Das Aufkommen batteriebetriebener Elektrofahrzeuge, Hyperloops und wasserstoffbetriebener Kreuzfahrtschiffe sind nur auf den ersten Blick eine mögliche Lösung. Weder stellen Elektroautos das Primat des privaten Automobils auf der Mobilitätsseite der Gleichung in Frage, noch lösen sie die extraktivistischen Probleme, die mit der Produktion von Batteriezellen und der Stromerzeugung verbunden sind. Extraktivistische Verhältnisse in Bezug auf die Nutzung und den Missbrauch von städtischem Raum, Parkplätzen und Zersiedelung tragen ebenso zum Problem bei wie sozial ungleiche Umverteilungspolitiken zugunsten der Ober- und Mittelschicht, z.B. Subventionen zum Kauf von Elektroautos.
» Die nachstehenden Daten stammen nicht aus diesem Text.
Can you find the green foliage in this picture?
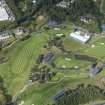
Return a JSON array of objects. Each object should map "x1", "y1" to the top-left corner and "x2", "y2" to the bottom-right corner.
[
  {"x1": 5, "y1": 0, "x2": 23, "y2": 21},
  {"x1": 54, "y1": 84, "x2": 104, "y2": 105},
  {"x1": 34, "y1": 0, "x2": 103, "y2": 32},
  {"x1": 0, "y1": 75, "x2": 13, "y2": 105},
  {"x1": 0, "y1": 21, "x2": 17, "y2": 30}
]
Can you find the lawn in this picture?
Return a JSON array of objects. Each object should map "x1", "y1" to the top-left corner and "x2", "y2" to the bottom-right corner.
[
  {"x1": 83, "y1": 36, "x2": 105, "y2": 59},
  {"x1": 0, "y1": 32, "x2": 46, "y2": 96}
]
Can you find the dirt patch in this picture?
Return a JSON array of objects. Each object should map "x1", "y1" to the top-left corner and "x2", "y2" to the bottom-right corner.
[{"x1": 36, "y1": 15, "x2": 45, "y2": 23}]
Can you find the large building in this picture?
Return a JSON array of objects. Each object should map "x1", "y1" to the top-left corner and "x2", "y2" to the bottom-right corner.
[
  {"x1": 0, "y1": 0, "x2": 15, "y2": 21},
  {"x1": 70, "y1": 30, "x2": 91, "y2": 44}
]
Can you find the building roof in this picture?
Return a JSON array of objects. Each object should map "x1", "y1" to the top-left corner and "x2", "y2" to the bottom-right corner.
[
  {"x1": 56, "y1": 1, "x2": 70, "y2": 8},
  {"x1": 53, "y1": 90, "x2": 65, "y2": 101},
  {"x1": 43, "y1": 52, "x2": 54, "y2": 62},
  {"x1": 0, "y1": 6, "x2": 9, "y2": 21},
  {"x1": 91, "y1": 67, "x2": 102, "y2": 75},
  {"x1": 70, "y1": 31, "x2": 90, "y2": 44},
  {"x1": 0, "y1": 35, "x2": 11, "y2": 41},
  {"x1": 48, "y1": 20, "x2": 58, "y2": 27},
  {"x1": 0, "y1": 0, "x2": 15, "y2": 21}
]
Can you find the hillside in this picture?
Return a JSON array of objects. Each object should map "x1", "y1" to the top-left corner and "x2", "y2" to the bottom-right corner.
[{"x1": 1, "y1": 0, "x2": 105, "y2": 105}]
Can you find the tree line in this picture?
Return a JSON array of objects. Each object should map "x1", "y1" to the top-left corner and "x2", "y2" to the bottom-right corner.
[{"x1": 46, "y1": 84, "x2": 105, "y2": 105}]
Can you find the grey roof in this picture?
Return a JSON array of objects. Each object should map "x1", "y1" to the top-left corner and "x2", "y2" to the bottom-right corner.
[
  {"x1": 43, "y1": 52, "x2": 54, "y2": 62},
  {"x1": 53, "y1": 90, "x2": 65, "y2": 101},
  {"x1": 48, "y1": 20, "x2": 58, "y2": 27},
  {"x1": 91, "y1": 67, "x2": 102, "y2": 75}
]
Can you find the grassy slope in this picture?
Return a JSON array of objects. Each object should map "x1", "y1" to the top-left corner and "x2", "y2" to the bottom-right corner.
[
  {"x1": 83, "y1": 35, "x2": 105, "y2": 58},
  {"x1": 0, "y1": 33, "x2": 46, "y2": 96},
  {"x1": 5, "y1": 0, "x2": 23, "y2": 20},
  {"x1": 20, "y1": 30, "x2": 105, "y2": 105},
  {"x1": 1, "y1": 25, "x2": 105, "y2": 105}
]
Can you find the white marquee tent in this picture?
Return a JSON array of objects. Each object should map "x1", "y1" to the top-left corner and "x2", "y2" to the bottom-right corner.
[{"x1": 0, "y1": 6, "x2": 9, "y2": 21}]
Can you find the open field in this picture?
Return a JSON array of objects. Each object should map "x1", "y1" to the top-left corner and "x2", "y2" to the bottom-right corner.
[{"x1": 1, "y1": 24, "x2": 105, "y2": 105}]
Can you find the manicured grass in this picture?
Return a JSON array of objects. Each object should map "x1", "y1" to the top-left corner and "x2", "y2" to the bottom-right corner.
[
  {"x1": 84, "y1": 36, "x2": 105, "y2": 58},
  {"x1": 54, "y1": 56, "x2": 90, "y2": 68}
]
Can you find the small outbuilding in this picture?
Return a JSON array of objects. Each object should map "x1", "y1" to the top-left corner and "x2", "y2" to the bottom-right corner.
[
  {"x1": 53, "y1": 90, "x2": 65, "y2": 102},
  {"x1": 80, "y1": 17, "x2": 91, "y2": 24},
  {"x1": 56, "y1": 1, "x2": 70, "y2": 8},
  {"x1": 0, "y1": 31, "x2": 12, "y2": 41}
]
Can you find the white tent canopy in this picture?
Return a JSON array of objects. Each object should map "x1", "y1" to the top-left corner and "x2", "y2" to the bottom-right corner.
[
  {"x1": 70, "y1": 31, "x2": 90, "y2": 44},
  {"x1": 0, "y1": 0, "x2": 15, "y2": 21},
  {"x1": 0, "y1": 6, "x2": 9, "y2": 21}
]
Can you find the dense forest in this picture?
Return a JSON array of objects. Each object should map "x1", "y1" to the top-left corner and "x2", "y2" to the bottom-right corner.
[
  {"x1": 6, "y1": 0, "x2": 102, "y2": 23},
  {"x1": 6, "y1": 0, "x2": 104, "y2": 32},
  {"x1": 28, "y1": 0, "x2": 102, "y2": 22}
]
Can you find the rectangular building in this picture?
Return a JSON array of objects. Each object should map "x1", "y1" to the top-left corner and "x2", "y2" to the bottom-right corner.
[
  {"x1": 0, "y1": 0, "x2": 15, "y2": 21},
  {"x1": 70, "y1": 31, "x2": 91, "y2": 44}
]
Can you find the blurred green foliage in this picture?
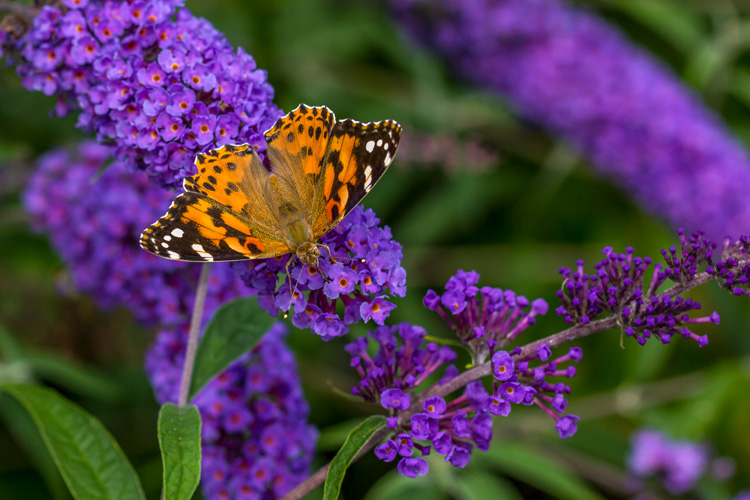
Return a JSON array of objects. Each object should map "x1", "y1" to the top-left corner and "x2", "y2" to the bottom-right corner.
[{"x1": 1, "y1": 0, "x2": 750, "y2": 498}]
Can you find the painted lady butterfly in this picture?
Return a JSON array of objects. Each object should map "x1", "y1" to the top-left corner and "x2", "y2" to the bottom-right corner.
[{"x1": 140, "y1": 104, "x2": 401, "y2": 268}]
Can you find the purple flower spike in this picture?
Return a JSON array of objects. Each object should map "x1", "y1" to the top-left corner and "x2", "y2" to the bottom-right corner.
[
  {"x1": 426, "y1": 270, "x2": 548, "y2": 362},
  {"x1": 390, "y1": 0, "x2": 750, "y2": 239},
  {"x1": 628, "y1": 429, "x2": 711, "y2": 494},
  {"x1": 557, "y1": 237, "x2": 729, "y2": 347},
  {"x1": 5, "y1": 0, "x2": 281, "y2": 187},
  {"x1": 24, "y1": 143, "x2": 239, "y2": 328}
]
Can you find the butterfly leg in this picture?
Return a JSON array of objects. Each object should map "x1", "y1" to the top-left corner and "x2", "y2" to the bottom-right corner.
[
  {"x1": 284, "y1": 253, "x2": 298, "y2": 303},
  {"x1": 317, "y1": 243, "x2": 340, "y2": 264}
]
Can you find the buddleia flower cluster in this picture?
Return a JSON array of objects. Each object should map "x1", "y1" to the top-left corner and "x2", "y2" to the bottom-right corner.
[
  {"x1": 423, "y1": 271, "x2": 581, "y2": 437},
  {"x1": 388, "y1": 0, "x2": 750, "y2": 239},
  {"x1": 25, "y1": 142, "x2": 317, "y2": 499},
  {"x1": 2, "y1": 0, "x2": 281, "y2": 188},
  {"x1": 232, "y1": 206, "x2": 407, "y2": 340},
  {"x1": 23, "y1": 142, "x2": 242, "y2": 326},
  {"x1": 146, "y1": 322, "x2": 318, "y2": 499},
  {"x1": 628, "y1": 429, "x2": 743, "y2": 496},
  {"x1": 555, "y1": 229, "x2": 750, "y2": 347},
  {"x1": 346, "y1": 271, "x2": 581, "y2": 478}
]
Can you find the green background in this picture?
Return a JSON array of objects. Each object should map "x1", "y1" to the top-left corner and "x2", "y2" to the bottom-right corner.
[{"x1": 1, "y1": 0, "x2": 749, "y2": 498}]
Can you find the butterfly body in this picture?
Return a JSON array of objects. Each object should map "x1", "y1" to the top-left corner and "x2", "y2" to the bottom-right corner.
[{"x1": 140, "y1": 104, "x2": 401, "y2": 264}]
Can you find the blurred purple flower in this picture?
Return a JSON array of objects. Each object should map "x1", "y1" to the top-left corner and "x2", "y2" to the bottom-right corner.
[
  {"x1": 390, "y1": 0, "x2": 750, "y2": 239},
  {"x1": 628, "y1": 429, "x2": 708, "y2": 494},
  {"x1": 23, "y1": 142, "x2": 242, "y2": 327},
  {"x1": 3, "y1": 0, "x2": 280, "y2": 188}
]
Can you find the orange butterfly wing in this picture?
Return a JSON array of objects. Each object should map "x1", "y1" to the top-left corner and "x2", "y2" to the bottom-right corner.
[{"x1": 140, "y1": 144, "x2": 291, "y2": 261}]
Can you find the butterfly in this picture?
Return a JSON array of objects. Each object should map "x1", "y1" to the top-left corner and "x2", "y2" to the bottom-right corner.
[{"x1": 140, "y1": 104, "x2": 401, "y2": 269}]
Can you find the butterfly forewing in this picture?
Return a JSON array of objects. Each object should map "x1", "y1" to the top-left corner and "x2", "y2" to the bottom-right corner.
[
  {"x1": 312, "y1": 118, "x2": 401, "y2": 236},
  {"x1": 140, "y1": 143, "x2": 291, "y2": 262},
  {"x1": 264, "y1": 104, "x2": 336, "y2": 215},
  {"x1": 139, "y1": 192, "x2": 291, "y2": 261}
]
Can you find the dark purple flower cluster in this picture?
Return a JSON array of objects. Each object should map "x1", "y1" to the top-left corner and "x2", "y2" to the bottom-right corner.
[
  {"x1": 3, "y1": 0, "x2": 281, "y2": 187},
  {"x1": 346, "y1": 319, "x2": 580, "y2": 478},
  {"x1": 389, "y1": 0, "x2": 750, "y2": 239},
  {"x1": 232, "y1": 206, "x2": 406, "y2": 340},
  {"x1": 423, "y1": 269, "x2": 548, "y2": 363},
  {"x1": 555, "y1": 233, "x2": 729, "y2": 347},
  {"x1": 346, "y1": 323, "x2": 467, "y2": 477},
  {"x1": 490, "y1": 345, "x2": 582, "y2": 439},
  {"x1": 426, "y1": 270, "x2": 582, "y2": 438},
  {"x1": 23, "y1": 142, "x2": 243, "y2": 327},
  {"x1": 709, "y1": 235, "x2": 750, "y2": 297},
  {"x1": 146, "y1": 322, "x2": 317, "y2": 499}
]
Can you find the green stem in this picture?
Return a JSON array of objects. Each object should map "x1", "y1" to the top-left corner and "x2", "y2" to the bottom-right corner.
[{"x1": 177, "y1": 264, "x2": 211, "y2": 407}]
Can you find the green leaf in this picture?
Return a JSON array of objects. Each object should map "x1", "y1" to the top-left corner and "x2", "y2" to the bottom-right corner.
[
  {"x1": 324, "y1": 415, "x2": 387, "y2": 500},
  {"x1": 189, "y1": 297, "x2": 275, "y2": 399},
  {"x1": 454, "y1": 470, "x2": 522, "y2": 500},
  {"x1": 158, "y1": 403, "x2": 202, "y2": 500},
  {"x1": 25, "y1": 352, "x2": 121, "y2": 403},
  {"x1": 0, "y1": 384, "x2": 146, "y2": 500},
  {"x1": 474, "y1": 440, "x2": 604, "y2": 500},
  {"x1": 0, "y1": 394, "x2": 68, "y2": 500}
]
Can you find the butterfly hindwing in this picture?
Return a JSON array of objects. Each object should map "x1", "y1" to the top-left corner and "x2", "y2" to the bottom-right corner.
[{"x1": 312, "y1": 118, "x2": 401, "y2": 235}]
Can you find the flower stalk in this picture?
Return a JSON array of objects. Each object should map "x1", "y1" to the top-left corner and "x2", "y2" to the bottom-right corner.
[{"x1": 177, "y1": 262, "x2": 211, "y2": 407}]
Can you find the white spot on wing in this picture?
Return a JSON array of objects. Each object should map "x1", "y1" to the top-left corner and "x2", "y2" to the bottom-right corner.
[
  {"x1": 192, "y1": 243, "x2": 214, "y2": 261},
  {"x1": 384, "y1": 143, "x2": 389, "y2": 151},
  {"x1": 384, "y1": 153, "x2": 392, "y2": 166},
  {"x1": 364, "y1": 166, "x2": 373, "y2": 192},
  {"x1": 164, "y1": 235, "x2": 171, "y2": 241},
  {"x1": 365, "y1": 140, "x2": 375, "y2": 153},
  {"x1": 167, "y1": 251, "x2": 181, "y2": 259},
  {"x1": 376, "y1": 139, "x2": 383, "y2": 147},
  {"x1": 161, "y1": 242, "x2": 169, "y2": 248},
  {"x1": 171, "y1": 228, "x2": 184, "y2": 238}
]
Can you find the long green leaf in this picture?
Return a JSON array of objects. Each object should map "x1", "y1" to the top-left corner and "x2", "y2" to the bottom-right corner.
[
  {"x1": 189, "y1": 297, "x2": 275, "y2": 399},
  {"x1": 474, "y1": 440, "x2": 604, "y2": 500},
  {"x1": 0, "y1": 384, "x2": 146, "y2": 500},
  {"x1": 324, "y1": 415, "x2": 387, "y2": 500},
  {"x1": 0, "y1": 394, "x2": 68, "y2": 500},
  {"x1": 158, "y1": 403, "x2": 201, "y2": 500}
]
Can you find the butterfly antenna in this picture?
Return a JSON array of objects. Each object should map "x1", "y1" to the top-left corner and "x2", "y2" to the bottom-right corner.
[
  {"x1": 317, "y1": 243, "x2": 366, "y2": 266},
  {"x1": 287, "y1": 265, "x2": 305, "y2": 317}
]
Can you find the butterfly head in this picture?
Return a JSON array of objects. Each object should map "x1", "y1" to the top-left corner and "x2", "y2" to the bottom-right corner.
[{"x1": 296, "y1": 242, "x2": 321, "y2": 268}]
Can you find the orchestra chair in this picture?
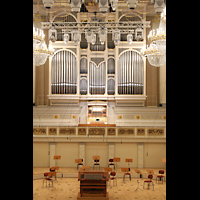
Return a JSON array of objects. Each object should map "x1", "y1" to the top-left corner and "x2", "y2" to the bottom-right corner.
[
  {"x1": 50, "y1": 166, "x2": 59, "y2": 180},
  {"x1": 108, "y1": 159, "x2": 115, "y2": 170},
  {"x1": 93, "y1": 156, "x2": 100, "y2": 170},
  {"x1": 121, "y1": 168, "x2": 131, "y2": 181},
  {"x1": 75, "y1": 159, "x2": 83, "y2": 170},
  {"x1": 109, "y1": 171, "x2": 117, "y2": 186},
  {"x1": 42, "y1": 172, "x2": 56, "y2": 189},
  {"x1": 156, "y1": 170, "x2": 165, "y2": 183},
  {"x1": 143, "y1": 174, "x2": 154, "y2": 190}
]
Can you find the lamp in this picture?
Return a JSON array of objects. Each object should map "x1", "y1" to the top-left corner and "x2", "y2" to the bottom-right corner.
[
  {"x1": 63, "y1": 33, "x2": 69, "y2": 44},
  {"x1": 98, "y1": 27, "x2": 107, "y2": 45},
  {"x1": 127, "y1": 33, "x2": 133, "y2": 45},
  {"x1": 71, "y1": 30, "x2": 81, "y2": 45},
  {"x1": 112, "y1": 29, "x2": 120, "y2": 45},
  {"x1": 85, "y1": 29, "x2": 96, "y2": 44}
]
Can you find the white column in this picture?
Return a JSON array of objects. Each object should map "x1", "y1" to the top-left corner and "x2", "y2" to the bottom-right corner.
[
  {"x1": 79, "y1": 143, "x2": 85, "y2": 164},
  {"x1": 33, "y1": 58, "x2": 36, "y2": 105},
  {"x1": 108, "y1": 143, "x2": 114, "y2": 159},
  {"x1": 49, "y1": 142, "x2": 56, "y2": 167},
  {"x1": 137, "y1": 143, "x2": 144, "y2": 168},
  {"x1": 159, "y1": 63, "x2": 166, "y2": 106}
]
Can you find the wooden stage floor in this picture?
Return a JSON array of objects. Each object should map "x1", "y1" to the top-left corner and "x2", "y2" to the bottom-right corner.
[{"x1": 33, "y1": 167, "x2": 166, "y2": 200}]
In Deutschland sinken die sektoralen Kohlendioxidemissionen des Verkehrssektors nicht, was bedeutet, dass der extraktivistische Charakter der Mobilität trotz aller Ankündigungen nicht angegangen wird. Hier zeigt sich der Unterschied zwischen einer echten Mobilitätswende, die auf eine Entkopplung der Mobilität von extraktivistischen Verflechtungen abzielt, und einer “Antriebswende”, die diese problematische Verbindung aufrechterhält.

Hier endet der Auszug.